DIE VIER GROßMÄCHTE
DER BRONZEZEIT

Während sich nördlich des Alpenbogens die verschiedenen Schnurkeramiker und Glockenbecherkeramiker ausbreiteten, Megalith-Anlagen aufrichteten und das Siedeln in Pfahlbaudörfern immer noch gang und gäbe war, existierten zwischen Ägäis und Persischem Golf vier kulturelle und politische Zentren: Babylon und Ägypten, die jeweils schon auf eine tausendjährige relativ einheitliche kulturelle Tradition zurückblickten, die nicht-indoeuropäische minoische »Seemacht« Kreta und die indogermanischen Hethiter. Neuankömmlinge im ägäischen Raum waren die frühgriechischen Stämme, vor allem die Achäer; ihr bekanntestes Zentrum war Mykene.

1800 v. Chr.

BABYLON/BABEL    ist in unserem geschichtlichen Gedächtnis die älteste Großstadt der Welt, Inbegriff einer vielsprachigen Zivilisationsmetropole, Brennpunkt der Geschichte. Weder Rom noch Jerusalem sind so sprichwörtlich und symbolträchtig geworden wie der Turmbau zu Babel, die babylonische Sprachverwirrung, die babylonische Gefangenschaft oder das Sündenbabel.

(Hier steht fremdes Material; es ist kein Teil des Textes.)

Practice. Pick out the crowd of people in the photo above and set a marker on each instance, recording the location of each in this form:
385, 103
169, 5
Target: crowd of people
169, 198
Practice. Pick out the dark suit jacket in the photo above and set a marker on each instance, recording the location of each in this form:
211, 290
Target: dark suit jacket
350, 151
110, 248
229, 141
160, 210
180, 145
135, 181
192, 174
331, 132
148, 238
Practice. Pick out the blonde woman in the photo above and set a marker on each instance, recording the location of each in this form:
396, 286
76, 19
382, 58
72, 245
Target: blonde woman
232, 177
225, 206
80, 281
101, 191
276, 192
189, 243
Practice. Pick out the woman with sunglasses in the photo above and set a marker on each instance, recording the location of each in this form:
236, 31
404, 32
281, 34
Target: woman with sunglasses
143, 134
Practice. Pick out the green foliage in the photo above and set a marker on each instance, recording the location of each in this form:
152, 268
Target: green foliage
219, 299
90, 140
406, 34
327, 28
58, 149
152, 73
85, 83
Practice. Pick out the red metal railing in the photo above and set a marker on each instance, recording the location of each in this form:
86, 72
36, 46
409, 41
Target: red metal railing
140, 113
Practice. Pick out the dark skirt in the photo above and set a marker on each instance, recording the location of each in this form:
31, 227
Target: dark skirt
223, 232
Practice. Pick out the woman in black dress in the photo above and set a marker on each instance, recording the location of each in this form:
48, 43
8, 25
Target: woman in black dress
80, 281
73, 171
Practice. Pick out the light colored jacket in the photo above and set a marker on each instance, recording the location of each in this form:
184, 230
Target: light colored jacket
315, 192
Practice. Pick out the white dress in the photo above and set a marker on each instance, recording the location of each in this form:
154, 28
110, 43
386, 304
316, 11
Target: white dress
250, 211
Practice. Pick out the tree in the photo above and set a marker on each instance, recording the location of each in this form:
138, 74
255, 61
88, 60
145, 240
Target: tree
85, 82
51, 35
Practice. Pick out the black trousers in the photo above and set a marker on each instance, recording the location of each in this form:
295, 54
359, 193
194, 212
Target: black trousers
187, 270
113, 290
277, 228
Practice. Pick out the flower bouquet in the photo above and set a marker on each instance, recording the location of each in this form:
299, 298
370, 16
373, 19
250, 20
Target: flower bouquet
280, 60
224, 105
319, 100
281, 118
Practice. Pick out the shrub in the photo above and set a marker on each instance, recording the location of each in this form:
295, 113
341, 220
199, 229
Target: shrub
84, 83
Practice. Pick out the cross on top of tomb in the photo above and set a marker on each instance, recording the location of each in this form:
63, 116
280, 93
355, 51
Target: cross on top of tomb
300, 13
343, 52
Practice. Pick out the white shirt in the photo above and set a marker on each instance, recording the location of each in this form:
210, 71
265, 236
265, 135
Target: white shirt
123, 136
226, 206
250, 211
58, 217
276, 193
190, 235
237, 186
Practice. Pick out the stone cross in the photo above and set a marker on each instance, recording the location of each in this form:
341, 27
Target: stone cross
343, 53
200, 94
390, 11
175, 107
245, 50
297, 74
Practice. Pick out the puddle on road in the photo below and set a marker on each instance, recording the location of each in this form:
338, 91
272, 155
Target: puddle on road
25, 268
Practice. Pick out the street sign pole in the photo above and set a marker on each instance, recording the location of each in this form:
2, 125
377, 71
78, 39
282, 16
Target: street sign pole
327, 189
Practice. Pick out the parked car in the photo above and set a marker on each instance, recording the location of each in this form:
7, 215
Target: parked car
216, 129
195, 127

Aber Babylon ist nicht gleich Babylon. Im Laufe der Geschichte wurde die strategisch günstig am Euphrat gelegene, aber auch nicht weit vom Tigris entfernte Stadt immer wieder zerstört und immer wieder aufgebaut. Von hier aus regierten viele verschiedene Dynastien. Die sehr alte »Turmbau«-Überlieferung bezieht sich auf eine ganz andere, nämlich die sumerische Kultur mit ihren Zikkurats. Rund zweieinhalbtausend Jahre liegen zwischen der Zikkurat-Zeit und der neubabylonischen Glanzzeit unter dem Chaldäer Nebukadnezar II. (604–562 v. Chr.), als das Ischtar-Tor (Pergamon-Museum, Berlin) gebaut und die Juden in die Gefangenschaft verschleppt wurden. Natürlich gab es auch unter Nebukadnezar eine hoch ragende Tempelanlage. Wo ist sie geblieben? Schließlich stehen die Pyramiden auch noch. Alexander der Große ließ sie abreißen.

ca. 1750 v. Chr.

HAMMURAPI    Eines der kleineren Reiche im Stadtstaatenverbund der Sumerer bildeten die Amurriter oder Amoriter, ein semitisches Volk am Euphrat, aus sumerisch-akkadischer Sicht ein unzivilisiertes Kriegervolk. Diese Amoriter gewannen um 1800 v. Chr. die Vorherrschaft im mittleren Mesopotamien und gelten als die Gründer Babylons. Hammurapi war der sechste König ihrer Dynastie und er war der bedeutendste und machtvollste. In seiner über vierzigjährigen Regierungszeit von etwa 1790 bis 1750 v. Chr. entwickelte er Babylon vom Stadtstaat zum Flächenstaat. Mit ihm beginnt die sehr beträchtliche Wirkung des »Geschichtsbegriffs Babylon«.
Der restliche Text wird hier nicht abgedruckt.